Yeah. It had been maybe 15 years since they had collaborated. The danger with this film was only creating a pastiche of all the genre films from that era, so we tried to add something more modern to it with the instrumentations. My greatest fear in this case was to have a grotesque reproduction of our own references, while my wish was to go beyond that and find a very new and original solution. The core of the process for me was to open the film with a melody sequence, to work with a concept that has gone lost recently in filmmaking—that is, music themes. This was a regular practice in the films of the ’70s and the ’80s and now we don’t seem to have those melodies anymore. By reproducing these themes, we were able to give a touch of melancholy, and to organize around different instrumentation. And so that allowed Anthony to explore uncharted musical territories, to write different music scores for these individual porn films, and for these cabaret Grand Guignol shows. That was something that at the same time scared and excited him, and it was this challenge that prompted him to make great things—great art.

Was it important for you to give this fun but somewhat dark story a happy ending? The film ends in heaven, accompanied by some rather angelic music.

I’m always quite scared of those bleak films that overwhelm the viewer. I like the noir genre but I like those to end on a sort of positive, opportunistic note, with just a beam of light to lighten up the ending. So I chose to blur the time reference in this instance.

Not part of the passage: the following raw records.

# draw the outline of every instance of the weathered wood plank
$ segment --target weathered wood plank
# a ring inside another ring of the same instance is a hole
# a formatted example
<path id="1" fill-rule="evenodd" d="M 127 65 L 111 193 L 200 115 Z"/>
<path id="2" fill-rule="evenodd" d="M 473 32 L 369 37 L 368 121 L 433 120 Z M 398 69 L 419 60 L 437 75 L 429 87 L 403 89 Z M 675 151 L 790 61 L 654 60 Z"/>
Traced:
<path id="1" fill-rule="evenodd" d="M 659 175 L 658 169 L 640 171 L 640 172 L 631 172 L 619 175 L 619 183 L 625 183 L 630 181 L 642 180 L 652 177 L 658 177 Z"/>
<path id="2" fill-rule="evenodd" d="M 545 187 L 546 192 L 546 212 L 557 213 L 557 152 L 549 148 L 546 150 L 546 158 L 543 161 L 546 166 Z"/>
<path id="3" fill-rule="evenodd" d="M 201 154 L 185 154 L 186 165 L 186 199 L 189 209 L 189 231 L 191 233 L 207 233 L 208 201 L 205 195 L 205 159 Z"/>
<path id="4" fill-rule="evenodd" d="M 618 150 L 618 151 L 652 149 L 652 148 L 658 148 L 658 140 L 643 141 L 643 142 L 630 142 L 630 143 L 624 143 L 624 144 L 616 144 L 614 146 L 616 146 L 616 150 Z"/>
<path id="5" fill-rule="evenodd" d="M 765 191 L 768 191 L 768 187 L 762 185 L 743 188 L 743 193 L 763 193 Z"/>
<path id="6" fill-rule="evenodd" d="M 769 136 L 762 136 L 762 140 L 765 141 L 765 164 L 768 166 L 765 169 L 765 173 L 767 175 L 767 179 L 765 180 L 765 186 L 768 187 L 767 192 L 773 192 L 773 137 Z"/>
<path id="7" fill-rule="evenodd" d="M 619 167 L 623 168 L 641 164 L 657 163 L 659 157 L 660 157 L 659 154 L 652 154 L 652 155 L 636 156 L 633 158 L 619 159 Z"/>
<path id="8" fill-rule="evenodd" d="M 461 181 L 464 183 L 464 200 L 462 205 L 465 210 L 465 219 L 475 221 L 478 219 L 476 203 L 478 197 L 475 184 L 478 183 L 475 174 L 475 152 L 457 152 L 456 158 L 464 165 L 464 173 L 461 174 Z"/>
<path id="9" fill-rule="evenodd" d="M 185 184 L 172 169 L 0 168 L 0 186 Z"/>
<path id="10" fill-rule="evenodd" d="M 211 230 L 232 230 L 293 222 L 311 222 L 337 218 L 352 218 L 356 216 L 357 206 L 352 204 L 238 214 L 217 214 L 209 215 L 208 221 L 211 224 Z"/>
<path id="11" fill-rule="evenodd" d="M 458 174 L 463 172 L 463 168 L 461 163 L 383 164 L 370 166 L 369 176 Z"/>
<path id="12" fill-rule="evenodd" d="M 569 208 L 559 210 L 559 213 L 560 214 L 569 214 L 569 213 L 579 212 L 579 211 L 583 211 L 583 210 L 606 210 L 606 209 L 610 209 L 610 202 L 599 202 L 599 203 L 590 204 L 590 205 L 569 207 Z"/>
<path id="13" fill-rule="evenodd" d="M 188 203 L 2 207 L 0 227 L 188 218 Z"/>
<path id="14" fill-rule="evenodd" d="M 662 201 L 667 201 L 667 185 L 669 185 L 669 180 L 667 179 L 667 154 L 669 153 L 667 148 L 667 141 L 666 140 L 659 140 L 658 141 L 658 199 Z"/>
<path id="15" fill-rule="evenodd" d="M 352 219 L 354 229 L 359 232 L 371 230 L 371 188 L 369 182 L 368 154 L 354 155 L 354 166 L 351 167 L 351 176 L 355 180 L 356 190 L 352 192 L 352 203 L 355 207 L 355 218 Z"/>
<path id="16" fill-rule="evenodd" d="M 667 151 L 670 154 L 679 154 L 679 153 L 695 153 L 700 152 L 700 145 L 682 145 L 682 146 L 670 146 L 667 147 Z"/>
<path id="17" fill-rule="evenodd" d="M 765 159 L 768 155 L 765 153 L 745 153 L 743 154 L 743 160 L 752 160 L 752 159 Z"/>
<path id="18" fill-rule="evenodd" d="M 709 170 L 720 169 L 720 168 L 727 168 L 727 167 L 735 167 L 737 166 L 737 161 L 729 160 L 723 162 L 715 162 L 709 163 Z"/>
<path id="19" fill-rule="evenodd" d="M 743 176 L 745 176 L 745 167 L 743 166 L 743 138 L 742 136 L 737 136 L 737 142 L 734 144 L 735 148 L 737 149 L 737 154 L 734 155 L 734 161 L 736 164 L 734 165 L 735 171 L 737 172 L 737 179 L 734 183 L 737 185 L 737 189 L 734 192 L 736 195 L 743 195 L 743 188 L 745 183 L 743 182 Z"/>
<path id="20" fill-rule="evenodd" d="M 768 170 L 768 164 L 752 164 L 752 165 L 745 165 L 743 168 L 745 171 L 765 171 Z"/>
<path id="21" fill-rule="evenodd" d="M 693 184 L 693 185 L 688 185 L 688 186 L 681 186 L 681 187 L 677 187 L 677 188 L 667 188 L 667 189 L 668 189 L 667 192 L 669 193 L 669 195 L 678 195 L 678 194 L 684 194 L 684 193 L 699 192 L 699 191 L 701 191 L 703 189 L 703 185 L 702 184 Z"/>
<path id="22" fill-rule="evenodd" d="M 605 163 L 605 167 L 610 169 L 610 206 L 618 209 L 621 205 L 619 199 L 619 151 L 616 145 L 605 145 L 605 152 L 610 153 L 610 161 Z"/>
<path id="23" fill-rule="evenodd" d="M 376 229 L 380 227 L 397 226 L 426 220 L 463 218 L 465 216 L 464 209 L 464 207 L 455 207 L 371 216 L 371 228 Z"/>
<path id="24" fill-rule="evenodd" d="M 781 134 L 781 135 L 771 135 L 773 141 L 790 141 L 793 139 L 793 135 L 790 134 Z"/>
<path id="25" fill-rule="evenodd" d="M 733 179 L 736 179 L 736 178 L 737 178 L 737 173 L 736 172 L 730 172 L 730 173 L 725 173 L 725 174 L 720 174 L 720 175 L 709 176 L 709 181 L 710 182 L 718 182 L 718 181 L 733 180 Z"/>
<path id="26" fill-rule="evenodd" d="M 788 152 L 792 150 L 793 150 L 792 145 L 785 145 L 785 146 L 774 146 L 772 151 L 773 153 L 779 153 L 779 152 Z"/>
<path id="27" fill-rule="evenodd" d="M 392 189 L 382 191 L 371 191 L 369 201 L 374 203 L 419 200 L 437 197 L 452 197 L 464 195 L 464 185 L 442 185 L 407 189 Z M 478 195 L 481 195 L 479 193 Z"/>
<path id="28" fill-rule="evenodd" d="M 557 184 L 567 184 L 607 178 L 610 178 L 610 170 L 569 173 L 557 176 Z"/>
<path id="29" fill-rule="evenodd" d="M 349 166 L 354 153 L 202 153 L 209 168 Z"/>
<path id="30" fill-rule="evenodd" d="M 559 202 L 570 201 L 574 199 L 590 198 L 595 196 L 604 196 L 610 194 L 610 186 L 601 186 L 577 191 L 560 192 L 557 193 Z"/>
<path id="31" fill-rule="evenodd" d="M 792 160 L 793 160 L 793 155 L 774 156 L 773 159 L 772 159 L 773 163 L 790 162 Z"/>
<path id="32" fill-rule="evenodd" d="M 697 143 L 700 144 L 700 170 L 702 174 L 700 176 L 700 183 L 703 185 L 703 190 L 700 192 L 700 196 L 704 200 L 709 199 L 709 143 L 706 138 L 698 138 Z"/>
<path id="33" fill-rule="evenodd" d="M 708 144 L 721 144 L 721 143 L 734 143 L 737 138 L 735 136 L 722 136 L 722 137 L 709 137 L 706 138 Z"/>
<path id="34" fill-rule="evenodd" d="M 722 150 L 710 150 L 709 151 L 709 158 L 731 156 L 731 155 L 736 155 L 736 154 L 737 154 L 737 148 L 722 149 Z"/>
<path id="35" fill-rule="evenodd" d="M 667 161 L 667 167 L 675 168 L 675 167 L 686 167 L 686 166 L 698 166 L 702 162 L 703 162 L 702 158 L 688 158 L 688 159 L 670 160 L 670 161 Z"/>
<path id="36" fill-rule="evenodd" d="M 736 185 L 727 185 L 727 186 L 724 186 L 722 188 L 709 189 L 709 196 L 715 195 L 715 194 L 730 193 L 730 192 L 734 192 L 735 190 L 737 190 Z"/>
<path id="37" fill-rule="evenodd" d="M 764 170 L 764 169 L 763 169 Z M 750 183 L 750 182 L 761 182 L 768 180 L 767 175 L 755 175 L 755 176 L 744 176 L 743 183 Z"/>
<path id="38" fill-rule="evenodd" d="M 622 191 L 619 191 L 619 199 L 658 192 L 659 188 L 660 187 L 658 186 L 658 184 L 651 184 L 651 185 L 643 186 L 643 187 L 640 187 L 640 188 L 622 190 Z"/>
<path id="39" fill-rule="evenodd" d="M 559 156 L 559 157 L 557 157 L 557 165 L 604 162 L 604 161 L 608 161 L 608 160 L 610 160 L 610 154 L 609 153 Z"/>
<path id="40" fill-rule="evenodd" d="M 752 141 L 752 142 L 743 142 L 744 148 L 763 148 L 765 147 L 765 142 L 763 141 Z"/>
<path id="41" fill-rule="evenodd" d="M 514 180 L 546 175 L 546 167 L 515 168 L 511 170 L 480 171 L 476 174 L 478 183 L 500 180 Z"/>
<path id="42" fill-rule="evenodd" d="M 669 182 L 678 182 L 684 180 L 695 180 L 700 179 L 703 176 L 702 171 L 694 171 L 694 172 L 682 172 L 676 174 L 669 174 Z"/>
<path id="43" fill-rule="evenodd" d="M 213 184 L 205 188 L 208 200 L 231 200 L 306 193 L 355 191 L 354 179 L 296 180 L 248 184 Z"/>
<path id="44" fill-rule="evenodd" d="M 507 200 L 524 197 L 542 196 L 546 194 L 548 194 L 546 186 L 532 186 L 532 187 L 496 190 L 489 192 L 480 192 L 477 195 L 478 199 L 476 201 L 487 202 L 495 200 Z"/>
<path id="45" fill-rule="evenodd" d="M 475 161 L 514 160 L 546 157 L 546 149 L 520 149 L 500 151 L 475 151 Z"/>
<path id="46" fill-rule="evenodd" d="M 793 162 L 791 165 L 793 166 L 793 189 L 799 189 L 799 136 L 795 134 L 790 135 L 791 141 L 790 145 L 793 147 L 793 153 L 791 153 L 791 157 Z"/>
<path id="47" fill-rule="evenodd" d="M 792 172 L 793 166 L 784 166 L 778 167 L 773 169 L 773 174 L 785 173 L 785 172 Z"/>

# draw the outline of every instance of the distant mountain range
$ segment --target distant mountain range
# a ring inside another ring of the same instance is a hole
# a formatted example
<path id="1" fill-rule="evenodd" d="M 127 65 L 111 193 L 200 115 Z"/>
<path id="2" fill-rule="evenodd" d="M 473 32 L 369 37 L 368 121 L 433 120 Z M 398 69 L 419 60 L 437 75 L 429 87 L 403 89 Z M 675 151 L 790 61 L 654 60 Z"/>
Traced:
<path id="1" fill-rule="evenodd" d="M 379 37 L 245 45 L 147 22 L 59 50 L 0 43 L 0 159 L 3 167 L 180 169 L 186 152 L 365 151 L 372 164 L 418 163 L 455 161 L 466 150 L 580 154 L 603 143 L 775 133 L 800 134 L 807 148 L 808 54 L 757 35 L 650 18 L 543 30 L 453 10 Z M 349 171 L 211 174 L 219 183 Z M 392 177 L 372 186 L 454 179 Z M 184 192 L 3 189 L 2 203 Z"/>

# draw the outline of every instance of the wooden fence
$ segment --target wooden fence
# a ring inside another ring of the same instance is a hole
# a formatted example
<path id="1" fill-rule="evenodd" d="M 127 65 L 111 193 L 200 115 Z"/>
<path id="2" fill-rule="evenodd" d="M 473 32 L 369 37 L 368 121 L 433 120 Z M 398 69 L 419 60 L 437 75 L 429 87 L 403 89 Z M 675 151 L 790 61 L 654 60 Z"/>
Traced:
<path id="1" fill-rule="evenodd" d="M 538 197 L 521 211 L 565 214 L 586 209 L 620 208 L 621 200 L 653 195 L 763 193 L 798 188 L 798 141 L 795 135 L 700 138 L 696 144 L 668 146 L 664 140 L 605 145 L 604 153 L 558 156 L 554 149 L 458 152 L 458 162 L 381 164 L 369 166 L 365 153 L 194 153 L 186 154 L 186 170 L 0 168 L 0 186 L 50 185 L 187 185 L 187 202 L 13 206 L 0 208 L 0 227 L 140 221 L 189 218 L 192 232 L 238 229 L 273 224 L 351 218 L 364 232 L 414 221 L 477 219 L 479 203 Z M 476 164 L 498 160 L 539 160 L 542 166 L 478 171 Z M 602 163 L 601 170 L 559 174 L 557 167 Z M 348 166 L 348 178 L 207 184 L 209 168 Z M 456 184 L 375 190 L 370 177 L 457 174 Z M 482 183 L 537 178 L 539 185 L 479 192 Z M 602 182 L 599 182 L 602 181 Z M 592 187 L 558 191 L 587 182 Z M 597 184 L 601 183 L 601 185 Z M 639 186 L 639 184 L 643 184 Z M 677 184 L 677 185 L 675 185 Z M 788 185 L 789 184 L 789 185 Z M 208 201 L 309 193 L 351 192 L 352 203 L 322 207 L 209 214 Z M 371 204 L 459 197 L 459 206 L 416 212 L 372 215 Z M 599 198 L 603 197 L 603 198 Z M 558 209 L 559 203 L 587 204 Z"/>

We don’t quite know where we are, what time period we’re in anymore, and we hear these notes of electronic music that is not made by my brother but by another musician, Jefre Cantu-Ledesma—very contemporary electronic music from today. That allowed him to reflect as well, on the hopes and the fantasies of today’s people, today’s youth. To me, it was all very inspiring, as I was surrounded by many different groups of people, people my age, people younger than me. I really dug the good energy from the young people—they are so much more liberated, sexually speaking. They really enhanced my freedom in a way, my freedom of creativity, my sexual freedom—it was really inspiring.


Jordan Cronk is a critic and programmer based in Los Angeles. He runs Acropolis Cinema, a screening series for experimental and undistributed films, and is co-director of the Locarno in Los Angeles film festival.